Vader en moeder verkopen hun woning aan een van hun twee kinderen: nl. hun jongste zoon.
Op zich is dat niet erg, ware het niet dat het huis verkocht wordt voor slechts de helft van de prijs van de werkelijke waarde. Dit wordt zo gedaan om de jongste zoon te bevoordelen.
Uiteraard willen de ouders niet dakloos worden en lieten ze in de koopakte een clausule opnemen die ertoe strekt dat zij het vruchtgebruik van de woning genieten tot ze beiden overleden zijn, zodat de woning dan "rechtmatig" overgaat naar de jongste zoon.
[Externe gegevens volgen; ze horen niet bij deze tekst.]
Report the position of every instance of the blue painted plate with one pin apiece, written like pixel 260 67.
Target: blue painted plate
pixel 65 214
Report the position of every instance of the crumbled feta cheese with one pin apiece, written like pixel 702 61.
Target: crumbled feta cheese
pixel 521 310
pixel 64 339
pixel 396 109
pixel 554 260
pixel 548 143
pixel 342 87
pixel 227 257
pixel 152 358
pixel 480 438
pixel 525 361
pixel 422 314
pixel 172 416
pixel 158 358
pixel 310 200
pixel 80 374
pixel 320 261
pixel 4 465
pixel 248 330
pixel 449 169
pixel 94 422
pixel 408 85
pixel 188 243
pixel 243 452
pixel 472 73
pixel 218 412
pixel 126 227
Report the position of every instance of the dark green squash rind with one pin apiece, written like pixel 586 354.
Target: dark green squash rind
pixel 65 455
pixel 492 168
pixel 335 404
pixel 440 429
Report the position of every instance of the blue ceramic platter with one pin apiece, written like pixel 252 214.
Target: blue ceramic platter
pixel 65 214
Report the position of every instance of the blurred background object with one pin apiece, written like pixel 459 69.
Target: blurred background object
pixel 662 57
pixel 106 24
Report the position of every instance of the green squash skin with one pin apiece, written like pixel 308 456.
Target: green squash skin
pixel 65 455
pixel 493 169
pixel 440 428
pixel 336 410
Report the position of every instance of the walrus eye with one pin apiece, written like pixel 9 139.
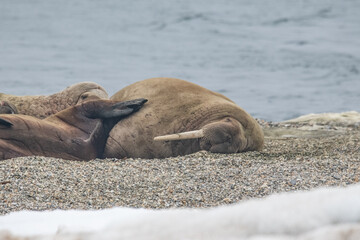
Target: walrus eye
pixel 84 96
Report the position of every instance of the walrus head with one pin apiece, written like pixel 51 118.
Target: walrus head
pixel 77 133
pixel 85 91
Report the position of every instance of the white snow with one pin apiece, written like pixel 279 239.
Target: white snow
pixel 316 214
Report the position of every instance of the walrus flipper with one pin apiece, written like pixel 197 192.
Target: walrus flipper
pixel 5 123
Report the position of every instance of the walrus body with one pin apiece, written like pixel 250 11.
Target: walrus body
pixel 178 106
pixel 77 133
pixel 44 106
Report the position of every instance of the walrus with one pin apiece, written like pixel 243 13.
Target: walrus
pixel 76 133
pixel 44 106
pixel 7 108
pixel 211 122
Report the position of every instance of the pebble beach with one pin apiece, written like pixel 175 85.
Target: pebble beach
pixel 295 157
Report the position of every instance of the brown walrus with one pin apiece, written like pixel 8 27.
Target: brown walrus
pixel 178 106
pixel 76 133
pixel 44 106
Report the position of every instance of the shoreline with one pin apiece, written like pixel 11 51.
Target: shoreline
pixel 295 157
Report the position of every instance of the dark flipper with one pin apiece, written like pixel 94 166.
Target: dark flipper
pixel 5 123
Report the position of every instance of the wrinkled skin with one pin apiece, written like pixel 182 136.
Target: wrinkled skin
pixel 177 106
pixel 44 106
pixel 76 133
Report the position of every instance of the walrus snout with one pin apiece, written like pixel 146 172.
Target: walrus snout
pixel 7 108
pixel 135 104
pixel 106 109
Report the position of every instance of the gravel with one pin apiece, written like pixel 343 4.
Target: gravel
pixel 329 157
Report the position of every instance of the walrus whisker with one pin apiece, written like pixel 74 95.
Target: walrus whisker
pixel 181 136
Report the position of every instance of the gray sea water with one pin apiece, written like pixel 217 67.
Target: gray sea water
pixel 278 59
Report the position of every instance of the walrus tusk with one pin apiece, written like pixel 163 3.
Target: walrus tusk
pixel 181 136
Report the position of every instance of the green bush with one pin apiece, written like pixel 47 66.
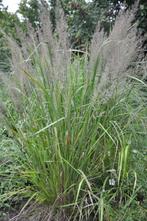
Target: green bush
pixel 76 126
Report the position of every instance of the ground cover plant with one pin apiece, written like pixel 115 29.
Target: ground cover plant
pixel 77 125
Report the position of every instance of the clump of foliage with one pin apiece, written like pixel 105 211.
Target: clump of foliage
pixel 76 121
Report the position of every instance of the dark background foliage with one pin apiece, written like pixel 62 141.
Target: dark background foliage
pixel 81 17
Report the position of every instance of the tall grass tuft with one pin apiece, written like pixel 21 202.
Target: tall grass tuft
pixel 75 120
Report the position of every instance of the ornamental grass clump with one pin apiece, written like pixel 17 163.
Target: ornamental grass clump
pixel 74 118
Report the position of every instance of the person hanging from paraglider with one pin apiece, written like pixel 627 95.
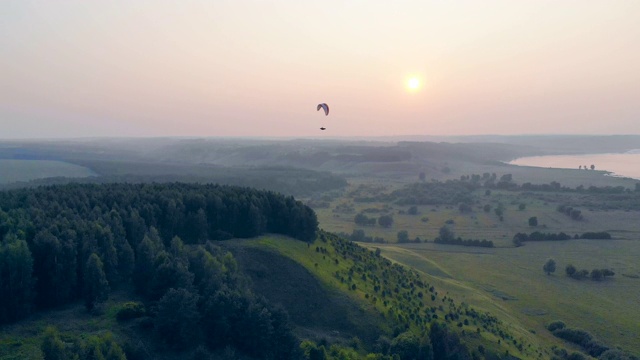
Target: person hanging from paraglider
pixel 324 107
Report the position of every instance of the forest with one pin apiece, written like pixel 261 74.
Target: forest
pixel 56 230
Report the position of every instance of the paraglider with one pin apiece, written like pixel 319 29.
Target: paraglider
pixel 324 107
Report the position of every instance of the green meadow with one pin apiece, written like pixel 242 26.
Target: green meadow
pixel 507 280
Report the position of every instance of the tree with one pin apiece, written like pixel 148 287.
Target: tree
pixel 446 234
pixel 16 282
pixel 549 267
pixel 176 317
pixel 385 221
pixel 96 287
pixel 52 347
pixel 596 274
pixel 403 236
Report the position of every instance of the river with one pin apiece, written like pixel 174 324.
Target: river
pixel 624 165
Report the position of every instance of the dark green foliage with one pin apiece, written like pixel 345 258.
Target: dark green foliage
pixel 63 226
pixel 364 220
pixel 16 281
pixel 555 325
pixel 101 347
pixel 596 274
pixel 447 237
pixel 131 310
pixel 445 234
pixel 549 267
pixel 403 236
pixel 539 236
pixel 583 339
pixel 52 347
pixel 177 318
pixel 95 287
pixel 409 346
pixel 385 221
pixel 596 235
pixel 616 354
pixel 451 192
pixel 446 344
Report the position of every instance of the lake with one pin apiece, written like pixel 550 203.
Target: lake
pixel 625 165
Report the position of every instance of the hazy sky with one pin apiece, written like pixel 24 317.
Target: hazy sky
pixel 72 68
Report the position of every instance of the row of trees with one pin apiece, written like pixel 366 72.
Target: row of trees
pixel 575 214
pixel 447 236
pixel 60 243
pixel 587 342
pixel 383 220
pixel 520 238
pixel 572 272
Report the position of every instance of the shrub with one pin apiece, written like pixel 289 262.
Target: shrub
pixel 556 325
pixel 131 310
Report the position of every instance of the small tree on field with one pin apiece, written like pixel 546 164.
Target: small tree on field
pixel 446 234
pixel 549 267
pixel 403 236
pixel 596 274
pixel 385 220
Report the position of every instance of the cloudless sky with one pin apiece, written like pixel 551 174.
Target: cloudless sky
pixel 74 68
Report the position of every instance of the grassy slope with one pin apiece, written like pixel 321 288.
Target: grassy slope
pixel 325 273
pixel 606 309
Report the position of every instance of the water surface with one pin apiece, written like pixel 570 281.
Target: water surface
pixel 625 165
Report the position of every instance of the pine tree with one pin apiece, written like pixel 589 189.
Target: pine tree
pixel 96 286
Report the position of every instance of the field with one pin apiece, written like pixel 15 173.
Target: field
pixel 509 280
pixel 513 280
pixel 25 170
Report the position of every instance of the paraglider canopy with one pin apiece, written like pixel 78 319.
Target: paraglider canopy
pixel 325 107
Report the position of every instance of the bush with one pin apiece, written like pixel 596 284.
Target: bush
pixel 556 325
pixel 131 310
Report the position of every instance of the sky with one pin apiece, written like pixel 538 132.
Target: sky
pixel 82 68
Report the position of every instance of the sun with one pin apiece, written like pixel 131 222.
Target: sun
pixel 413 84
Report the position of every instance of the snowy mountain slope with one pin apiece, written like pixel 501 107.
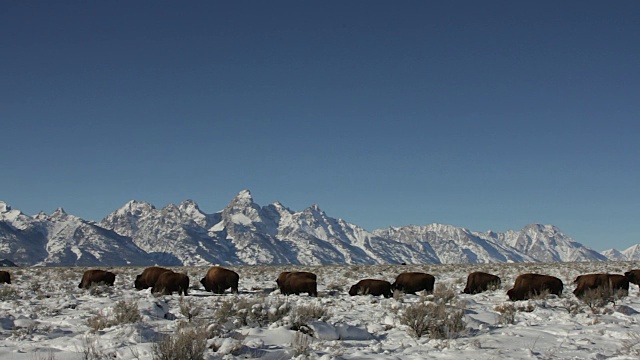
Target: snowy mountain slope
pixel 63 240
pixel 548 243
pixel 244 233
pixel 450 244
pixel 630 254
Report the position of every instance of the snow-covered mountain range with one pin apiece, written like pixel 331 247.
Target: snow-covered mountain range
pixel 244 233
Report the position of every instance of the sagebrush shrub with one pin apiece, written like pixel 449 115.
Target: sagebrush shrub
pixel 189 343
pixel 438 321
pixel 507 313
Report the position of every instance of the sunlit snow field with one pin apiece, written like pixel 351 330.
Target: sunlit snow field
pixel 44 315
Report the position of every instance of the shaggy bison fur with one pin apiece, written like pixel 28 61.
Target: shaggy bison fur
pixel 371 287
pixel 219 279
pixel 170 281
pixel 410 282
pixel 297 284
pixel 478 282
pixel 282 278
pixel 529 285
pixel 149 277
pixel 604 282
pixel 91 277
pixel 5 277
pixel 633 276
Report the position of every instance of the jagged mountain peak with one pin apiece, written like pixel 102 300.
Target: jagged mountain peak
pixel 246 233
pixel 243 196
pixel 315 210
pixel 4 207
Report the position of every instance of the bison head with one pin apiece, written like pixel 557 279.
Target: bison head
pixel 354 290
pixel 138 284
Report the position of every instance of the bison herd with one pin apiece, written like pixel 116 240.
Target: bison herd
pixel 219 279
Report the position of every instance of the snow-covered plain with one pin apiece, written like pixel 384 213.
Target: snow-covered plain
pixel 44 315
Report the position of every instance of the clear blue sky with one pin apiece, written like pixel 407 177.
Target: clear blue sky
pixel 481 114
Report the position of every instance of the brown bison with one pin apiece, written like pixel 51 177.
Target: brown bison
pixel 149 277
pixel 5 277
pixel 280 281
pixel 219 279
pixel 529 285
pixel 91 277
pixel 633 276
pixel 606 282
pixel 295 283
pixel 371 287
pixel 479 281
pixel 170 281
pixel 410 282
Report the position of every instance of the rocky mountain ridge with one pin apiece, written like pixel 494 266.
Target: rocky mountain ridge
pixel 244 233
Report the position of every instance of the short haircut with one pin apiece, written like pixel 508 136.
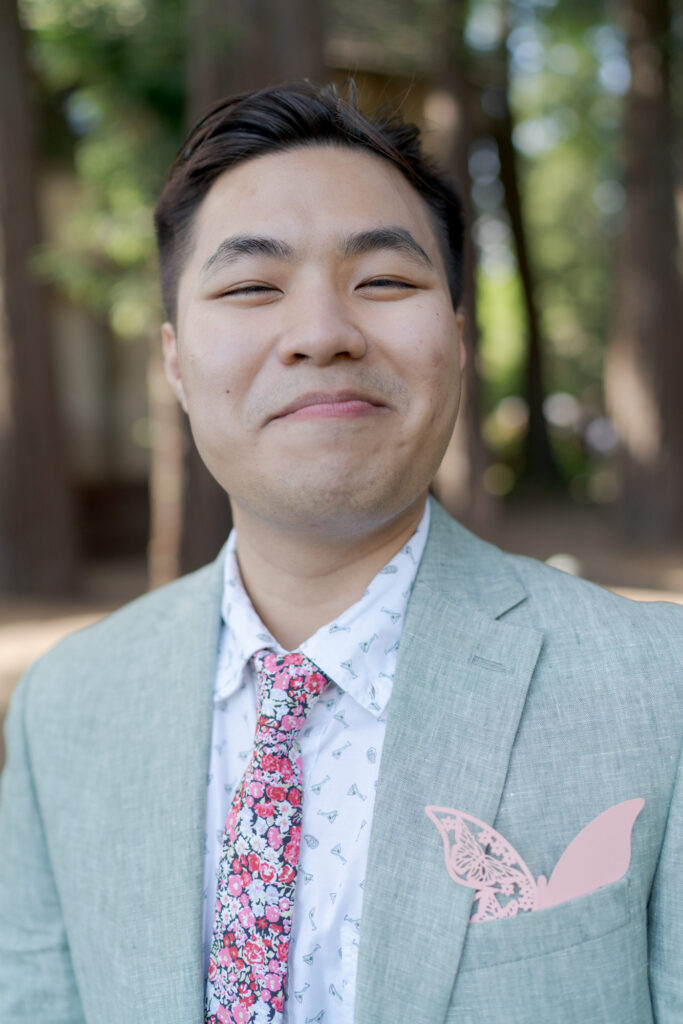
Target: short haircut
pixel 288 117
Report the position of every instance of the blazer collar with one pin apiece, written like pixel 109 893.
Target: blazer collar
pixel 459 692
pixel 162 836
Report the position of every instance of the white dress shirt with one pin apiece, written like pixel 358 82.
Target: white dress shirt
pixel 341 747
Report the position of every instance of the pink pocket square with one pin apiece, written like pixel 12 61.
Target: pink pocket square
pixel 478 857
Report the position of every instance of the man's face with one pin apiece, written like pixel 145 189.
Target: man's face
pixel 316 350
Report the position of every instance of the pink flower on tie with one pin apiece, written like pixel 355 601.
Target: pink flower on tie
pixel 235 885
pixel 253 952
pixel 274 838
pixel 267 872
pixel 255 892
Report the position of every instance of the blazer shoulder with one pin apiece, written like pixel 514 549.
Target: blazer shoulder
pixel 557 597
pixel 127 636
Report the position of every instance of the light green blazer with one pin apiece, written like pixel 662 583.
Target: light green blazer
pixel 522 696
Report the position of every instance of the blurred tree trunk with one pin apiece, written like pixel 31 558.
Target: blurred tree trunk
pixel 459 483
pixel 644 371
pixel 37 535
pixel 539 461
pixel 231 46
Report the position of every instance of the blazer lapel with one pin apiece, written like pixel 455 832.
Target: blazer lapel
pixel 161 829
pixel 459 692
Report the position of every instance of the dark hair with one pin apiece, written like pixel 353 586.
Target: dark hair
pixel 284 118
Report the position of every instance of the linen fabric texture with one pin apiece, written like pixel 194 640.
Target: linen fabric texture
pixel 525 697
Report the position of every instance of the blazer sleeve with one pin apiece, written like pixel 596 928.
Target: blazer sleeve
pixel 36 975
pixel 666 918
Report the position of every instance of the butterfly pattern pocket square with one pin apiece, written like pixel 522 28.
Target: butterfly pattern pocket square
pixel 478 857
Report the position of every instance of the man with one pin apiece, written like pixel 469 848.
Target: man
pixel 402 727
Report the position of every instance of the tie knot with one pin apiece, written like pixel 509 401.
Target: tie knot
pixel 288 687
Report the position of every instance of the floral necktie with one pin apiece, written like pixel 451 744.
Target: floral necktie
pixel 257 875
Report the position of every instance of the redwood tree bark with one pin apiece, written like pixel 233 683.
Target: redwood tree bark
pixel 37 536
pixel 459 483
pixel 644 370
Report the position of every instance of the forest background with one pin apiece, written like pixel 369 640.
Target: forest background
pixel 560 120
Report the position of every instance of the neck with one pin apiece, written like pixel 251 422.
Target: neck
pixel 298 582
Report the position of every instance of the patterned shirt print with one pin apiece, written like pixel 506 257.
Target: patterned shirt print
pixel 341 747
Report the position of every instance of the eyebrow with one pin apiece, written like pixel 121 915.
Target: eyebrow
pixel 359 244
pixel 396 239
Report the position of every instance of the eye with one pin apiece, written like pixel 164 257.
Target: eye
pixel 387 283
pixel 249 290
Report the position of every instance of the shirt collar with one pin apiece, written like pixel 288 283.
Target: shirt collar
pixel 357 650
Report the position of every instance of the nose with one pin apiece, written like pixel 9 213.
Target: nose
pixel 318 328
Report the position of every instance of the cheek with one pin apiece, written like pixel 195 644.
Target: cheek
pixel 214 358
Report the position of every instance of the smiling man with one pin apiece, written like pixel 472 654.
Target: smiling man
pixel 365 767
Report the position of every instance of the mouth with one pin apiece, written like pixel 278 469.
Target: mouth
pixel 330 404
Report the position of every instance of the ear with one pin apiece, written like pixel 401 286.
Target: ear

Kort samengevat had ik jullie graag volgende probleemstelling voorgelegd: de ouders willen de jongste zoon begunstigen door hem - na het overlijden weliswaar - de ganse woning te geven terwijl de jongste zoon slechts een zacht prijsje betaalt. Op die manier wordt het legitieme erfrecht (met de daarbijhorende successierechten) omzeild. Ik hoef jullie er niet bij te vertellen dat de oudste zoon hierdoor tweemaal benadeeld wordt. Bij het openvallen van de erfenis kan hij enerzijds geen aanspraak meer maken op de woning - vermits deze reeds tijdens het leven van de ouders verkocht werd aan de jongste zoon - en anderszijds kan hij niet genieten van het bedrag van het verkochte huis - gezien dit slechts de helft is van de werkelijke waarde en rekening houdende met de inflatie op het punt van overlijden van beide ouders - en omdat de ouders het bedrag van de verkoop van het huis reeds naar believen kunnen opsouperen.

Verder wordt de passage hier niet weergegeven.